Brief q+a with Laird Hunt (updated with comments re: Ulysses thread)
I’ve read some good books put out by good presses this year (Graywolf, Dalkey and the NYRB come to mind, but I’m not discounting Eugene Lim and Ellipsis’s [Ellipses?] forthcoming books from that list. Can’t wait to check those out). But I don’t think anyone has hit it out of the park yet in 2009 like Coffee House. Evenson’s book completely eviscerated me and others just like me and probably others not at all like me (it has that kind of broad appeal). It’s easily the best story collection I’ve read in quite awhile. The other beauty, though, is Ray of the Star by Laird Hunt. The story of a guy named Harry, shattered by an accident that took the lives of his family, as he attempts to reconnect to life, love and sanity kicks serious ass. Remarkably, Hunt just keeps getting better, and it excites me to think that we haven’t even seen his best yet. I emailed with the author a little bit, and he fielded my asinine questions, which I just sent to him en masse, with wit and aplomb.

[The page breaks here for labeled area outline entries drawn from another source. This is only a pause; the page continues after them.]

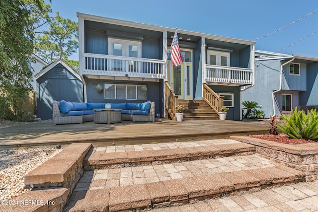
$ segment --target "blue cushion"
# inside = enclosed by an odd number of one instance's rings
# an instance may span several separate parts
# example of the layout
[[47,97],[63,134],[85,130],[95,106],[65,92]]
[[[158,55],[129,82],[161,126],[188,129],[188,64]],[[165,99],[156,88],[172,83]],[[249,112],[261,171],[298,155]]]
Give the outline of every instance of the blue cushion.
[[127,110],[140,110],[140,104],[127,103]]
[[89,115],[94,114],[94,111],[93,110],[82,110],[83,115]]
[[95,108],[105,108],[105,103],[86,103],[88,110],[91,110]]
[[82,110],[72,110],[68,113],[62,113],[62,116],[81,116],[83,115]]
[[143,110],[148,112],[150,110],[151,107],[151,102],[148,101],[141,103],[140,105],[140,110]]
[[59,108],[60,108],[60,110],[62,113],[66,113],[74,109],[74,107],[73,107],[72,103],[70,102],[67,102],[64,100],[61,100],[60,102]]
[[127,110],[127,103],[110,103],[111,108],[120,108],[123,110]]
[[87,110],[87,106],[84,102],[72,102],[72,103],[74,107],[73,110]]
[[145,111],[144,110],[132,110],[132,111],[134,115],[149,115],[149,111]]
[[133,110],[123,110],[121,111],[121,113],[123,114],[132,114]]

I was reading your playlist suggestions on the Times website, and I was pretty blown away to read that you wrote Ray of the Star in six weeks. Do you normally write that fast? You strike me as more of a deliberate writer, agonizing over word placement and rhythm and other aesthetic concerns. Six weeks!?
I’ve never written anything that fast, although years ago I wrote the first draft of my first book, The Paris Stories, with considerable speed (and a lot of cigarettes). Of course there was a good deal of reworking, after I had done the first draft of Ray, but it was nothing like my experience with the first three novels, each of which unfurled themselves slowly over a period of years. Both Indiana, Indiana and The Exquisite lived happy plot-free existences for at least 2 or 3 years before I saw the stories in them and could start to think of ways to shape those stories into something interesting. Ray’s story and the plot built in and around it were there from the beginning. As were those bloody sentences.